The vampires themselves do not initially mobilize east in order to keep a low profile, but they are rich and powerful and connected enough that moving in with the East India Company isn’t a problem. Doomed vampire Alain Pierrefort sees life on the Malabar Coast as an opportunity to be a menace to its denizens, wasting no time in trying to make a meal out of Kori. Once Grano and his kin come looking for Bishan, it is easy for them to move among the musket-bearing soldiers and merchant barons that have already settled in the area. While Bishan’s countrymen are slaughtered by the British in a nearby conflict, Grano kills countless Indian villagers and raises them into an undead army before turning Kori into one of them.
And there are strong parallels between England’s colonial violence and the brutality of the bloodsuckers who came to the Coast with them. In the first issue, Pierrefort’s human associate explains that the British Empire’s business in Malabar is to take over the region and forge a road between the north and south, striking deals with the neighbouring Mysore’s Sultan Hyder Ali in order to increase trade opportunities.
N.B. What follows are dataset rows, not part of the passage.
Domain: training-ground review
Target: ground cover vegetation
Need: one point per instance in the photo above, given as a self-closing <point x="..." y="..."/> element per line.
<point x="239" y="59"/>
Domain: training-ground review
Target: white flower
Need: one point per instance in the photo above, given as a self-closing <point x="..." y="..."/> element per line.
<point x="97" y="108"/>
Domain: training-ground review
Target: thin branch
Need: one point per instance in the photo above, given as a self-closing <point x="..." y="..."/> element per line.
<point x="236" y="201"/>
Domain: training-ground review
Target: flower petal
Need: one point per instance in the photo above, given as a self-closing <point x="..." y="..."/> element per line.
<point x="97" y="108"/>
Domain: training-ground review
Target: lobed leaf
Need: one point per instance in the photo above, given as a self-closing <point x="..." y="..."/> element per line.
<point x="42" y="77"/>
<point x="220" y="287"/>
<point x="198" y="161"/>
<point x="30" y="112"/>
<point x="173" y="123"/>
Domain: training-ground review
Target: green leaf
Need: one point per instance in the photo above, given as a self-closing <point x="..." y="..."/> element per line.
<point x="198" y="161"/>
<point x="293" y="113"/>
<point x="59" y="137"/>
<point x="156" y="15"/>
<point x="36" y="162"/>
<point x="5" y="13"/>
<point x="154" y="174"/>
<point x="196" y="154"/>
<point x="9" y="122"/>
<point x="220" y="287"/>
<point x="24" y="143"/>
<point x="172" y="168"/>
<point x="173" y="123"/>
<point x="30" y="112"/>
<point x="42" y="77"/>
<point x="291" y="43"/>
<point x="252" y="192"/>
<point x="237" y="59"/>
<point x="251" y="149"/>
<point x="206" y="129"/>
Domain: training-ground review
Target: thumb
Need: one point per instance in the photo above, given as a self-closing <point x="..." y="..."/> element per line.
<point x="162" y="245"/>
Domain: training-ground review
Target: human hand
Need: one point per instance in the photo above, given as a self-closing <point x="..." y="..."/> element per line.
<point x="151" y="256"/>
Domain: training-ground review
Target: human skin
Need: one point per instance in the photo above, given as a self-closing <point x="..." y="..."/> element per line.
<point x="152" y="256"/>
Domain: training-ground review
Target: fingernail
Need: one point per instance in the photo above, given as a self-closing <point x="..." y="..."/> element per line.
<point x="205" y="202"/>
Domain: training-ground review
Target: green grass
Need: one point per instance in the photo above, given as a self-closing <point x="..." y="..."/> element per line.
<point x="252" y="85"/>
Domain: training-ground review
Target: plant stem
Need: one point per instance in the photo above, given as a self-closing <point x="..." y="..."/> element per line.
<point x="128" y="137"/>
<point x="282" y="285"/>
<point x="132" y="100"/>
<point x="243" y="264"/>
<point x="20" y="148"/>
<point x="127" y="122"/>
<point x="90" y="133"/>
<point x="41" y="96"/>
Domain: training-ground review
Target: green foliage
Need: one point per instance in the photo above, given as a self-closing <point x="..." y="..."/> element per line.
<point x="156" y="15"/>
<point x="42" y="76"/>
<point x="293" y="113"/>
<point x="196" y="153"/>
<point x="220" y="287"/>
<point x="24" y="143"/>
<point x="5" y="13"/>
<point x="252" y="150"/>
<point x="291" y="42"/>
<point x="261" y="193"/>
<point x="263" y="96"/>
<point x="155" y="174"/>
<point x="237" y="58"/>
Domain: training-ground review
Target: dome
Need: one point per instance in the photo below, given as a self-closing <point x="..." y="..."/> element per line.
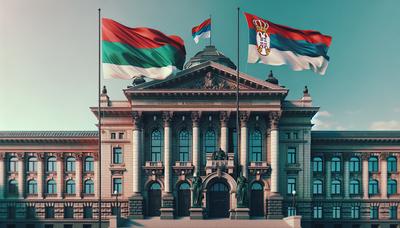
<point x="210" y="53"/>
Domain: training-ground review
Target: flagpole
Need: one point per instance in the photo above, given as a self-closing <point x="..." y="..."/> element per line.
<point x="99" y="121"/>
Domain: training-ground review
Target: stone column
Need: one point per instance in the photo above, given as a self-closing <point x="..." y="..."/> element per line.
<point x="196" y="140"/>
<point x="244" y="117"/>
<point x="224" y="131"/>
<point x="21" y="175"/>
<point x="383" y="167"/>
<point x="365" y="175"/>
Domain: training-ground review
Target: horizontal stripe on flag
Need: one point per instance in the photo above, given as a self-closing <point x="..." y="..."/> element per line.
<point x="129" y="72"/>
<point x="124" y="54"/>
<point x="300" y="47"/>
<point x="291" y="33"/>
<point x="297" y="62"/>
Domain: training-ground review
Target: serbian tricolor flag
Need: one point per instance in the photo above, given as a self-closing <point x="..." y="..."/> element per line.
<point x="275" y="44"/>
<point x="132" y="52"/>
<point x="202" y="31"/>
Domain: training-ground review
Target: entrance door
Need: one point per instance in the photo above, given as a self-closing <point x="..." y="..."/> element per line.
<point x="154" y="195"/>
<point x="257" y="200"/>
<point x="219" y="200"/>
<point x="183" y="199"/>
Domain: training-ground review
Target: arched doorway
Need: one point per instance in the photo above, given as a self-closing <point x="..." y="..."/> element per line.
<point x="219" y="202"/>
<point x="257" y="200"/>
<point x="183" y="199"/>
<point x="154" y="196"/>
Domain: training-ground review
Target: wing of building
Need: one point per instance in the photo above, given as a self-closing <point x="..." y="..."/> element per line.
<point x="170" y="149"/>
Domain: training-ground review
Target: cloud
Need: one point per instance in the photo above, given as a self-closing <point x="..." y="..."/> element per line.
<point x="385" y="125"/>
In short, the Company’s plan is to locate a vein and bleed it for the Empire’s nourishment and to create a thrall out of Sultan Ali.
This is hammered home in the final issue when Mysore’s Sultan tells his son in a letter that “we are not fighting an enemy that seeks to take our land, or our titles, or our people or our poetry. No, they wish for us to keep it all. The only thing they want is to put a price on its soul.”
That’s why it’s so satisfying when both Bishan and Kori take the fight to Grano in London. Both are representatives of a culture struggling to protect itself from conquest, from two disparate angles. Bishan comes in as a manifestation of ancient cultures and religions at risk of eradication, while Kori serves as a stand-in for women assaulted by colonizers. It’s a small victory, since anything more than this might get them or more innocents killed. Even Bishan admits it wasn’t enough in the end. As the final line states: nothing will be the same again. Such is the business of empires, after all.
As an act of resistance, however, Bishan and Kori’s words and deeds remain incredibly meaningful. Maybe they couldn’t stop the British Empire, not on their own, but they made it bleed. When dealing with bloodsuckers, there’s no better way to hurt them.